Mistakes and Successes in Building ScottAdamsSaid

TLDR: After Scott Adams died on January 13, 2026, I decided to restore his blog having no clue what I was getting into. In 6.5 days, I restored 1913 blog posts from the Wayback Machine – including topic tags, many images, and links – using a combination of scripting, AI, and APIs to extract, clean up, and restore the posts without modifying the words written. You can check out the site at ScottAdamsSaid.com

ScottAdamsSaid: The Long Version

On January 13, 2026, Scott Adams died of pancreatic cancer. While he started his public career and was best known for Dilbert, he was also a prolific writer on psychology, persuasion, and more. I found his blog in late 2015 just as I was deep in my own psychology and persuasion reading, so I devoured huge sections of his blog over a few weeks. It was both meticulous in analysis and often correct in conclusions. Not long later, he switched to daily live streams and the site quietly disappeared.

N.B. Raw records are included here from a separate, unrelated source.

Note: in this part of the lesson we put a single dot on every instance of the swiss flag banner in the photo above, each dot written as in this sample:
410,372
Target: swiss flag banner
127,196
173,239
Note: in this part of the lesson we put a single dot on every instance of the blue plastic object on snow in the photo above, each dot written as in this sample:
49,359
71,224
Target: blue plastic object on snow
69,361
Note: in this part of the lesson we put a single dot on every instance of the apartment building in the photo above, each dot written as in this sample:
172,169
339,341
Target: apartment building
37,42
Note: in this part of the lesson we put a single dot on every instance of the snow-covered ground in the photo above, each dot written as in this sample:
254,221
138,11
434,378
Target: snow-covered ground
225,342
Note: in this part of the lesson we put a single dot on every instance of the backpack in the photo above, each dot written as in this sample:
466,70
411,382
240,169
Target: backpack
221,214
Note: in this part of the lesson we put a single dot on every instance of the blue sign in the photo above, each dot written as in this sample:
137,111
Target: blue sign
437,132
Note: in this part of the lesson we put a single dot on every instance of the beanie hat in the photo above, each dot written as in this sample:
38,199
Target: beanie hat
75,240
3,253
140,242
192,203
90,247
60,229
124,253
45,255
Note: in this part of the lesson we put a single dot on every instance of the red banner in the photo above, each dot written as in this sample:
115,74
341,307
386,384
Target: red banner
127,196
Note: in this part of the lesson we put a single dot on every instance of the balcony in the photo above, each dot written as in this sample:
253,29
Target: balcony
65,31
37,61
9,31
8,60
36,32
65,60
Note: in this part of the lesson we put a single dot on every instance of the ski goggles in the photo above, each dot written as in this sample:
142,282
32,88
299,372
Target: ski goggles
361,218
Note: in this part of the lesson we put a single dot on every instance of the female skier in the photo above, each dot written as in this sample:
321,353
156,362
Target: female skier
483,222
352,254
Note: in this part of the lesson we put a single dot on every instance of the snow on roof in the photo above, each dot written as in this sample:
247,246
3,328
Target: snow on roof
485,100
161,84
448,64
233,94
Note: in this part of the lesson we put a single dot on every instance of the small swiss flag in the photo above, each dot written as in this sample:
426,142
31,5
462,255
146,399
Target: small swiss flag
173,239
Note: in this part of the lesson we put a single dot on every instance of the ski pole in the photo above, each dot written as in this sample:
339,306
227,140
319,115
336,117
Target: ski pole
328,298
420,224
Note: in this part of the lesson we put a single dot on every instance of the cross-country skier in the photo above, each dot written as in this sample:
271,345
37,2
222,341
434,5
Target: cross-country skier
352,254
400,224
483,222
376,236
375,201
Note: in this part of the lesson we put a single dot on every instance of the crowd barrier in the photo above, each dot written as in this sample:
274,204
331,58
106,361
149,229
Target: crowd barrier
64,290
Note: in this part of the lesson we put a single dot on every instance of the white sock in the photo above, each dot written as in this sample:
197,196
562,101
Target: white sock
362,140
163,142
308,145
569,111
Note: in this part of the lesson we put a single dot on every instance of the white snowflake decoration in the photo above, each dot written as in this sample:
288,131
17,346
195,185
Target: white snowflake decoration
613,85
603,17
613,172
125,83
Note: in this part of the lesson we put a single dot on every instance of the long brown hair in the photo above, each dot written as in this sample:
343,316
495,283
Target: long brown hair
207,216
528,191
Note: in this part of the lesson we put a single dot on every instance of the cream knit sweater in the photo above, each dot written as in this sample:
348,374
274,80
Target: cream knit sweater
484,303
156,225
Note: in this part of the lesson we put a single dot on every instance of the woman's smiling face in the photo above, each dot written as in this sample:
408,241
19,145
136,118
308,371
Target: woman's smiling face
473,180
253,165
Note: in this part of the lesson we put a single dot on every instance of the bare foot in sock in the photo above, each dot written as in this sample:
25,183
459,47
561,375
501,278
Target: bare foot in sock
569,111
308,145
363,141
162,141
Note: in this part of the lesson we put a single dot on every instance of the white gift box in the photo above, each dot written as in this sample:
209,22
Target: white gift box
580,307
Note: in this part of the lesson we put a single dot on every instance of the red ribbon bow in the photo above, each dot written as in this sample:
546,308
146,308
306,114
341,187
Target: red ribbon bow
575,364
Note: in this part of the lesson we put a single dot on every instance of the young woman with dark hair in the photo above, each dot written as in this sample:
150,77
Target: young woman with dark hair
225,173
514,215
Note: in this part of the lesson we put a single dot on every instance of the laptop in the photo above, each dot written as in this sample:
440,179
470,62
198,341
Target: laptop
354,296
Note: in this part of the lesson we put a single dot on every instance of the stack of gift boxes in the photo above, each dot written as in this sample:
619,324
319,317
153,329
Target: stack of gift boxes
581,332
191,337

Just before his death, I realized his site had disappeared. He stopped posting long form posts in 2016 and stopped completely in mid 2019. On the day of his death, I thought it’d be great to find and restore the site and based on his Twitter/X handle – @ScottAdamsSays – I thought the name was obvious and was stunned to find the dot com available. Since I had been laid off the week before, I had some free time anyway.

So then – like any good engineer – I started by defining the problem:

Step 1: Define the Problem

Initially, my goal was “load Scott’s blog, don’t edit his words.” It was simple, concrete, and well-bounded. I thought.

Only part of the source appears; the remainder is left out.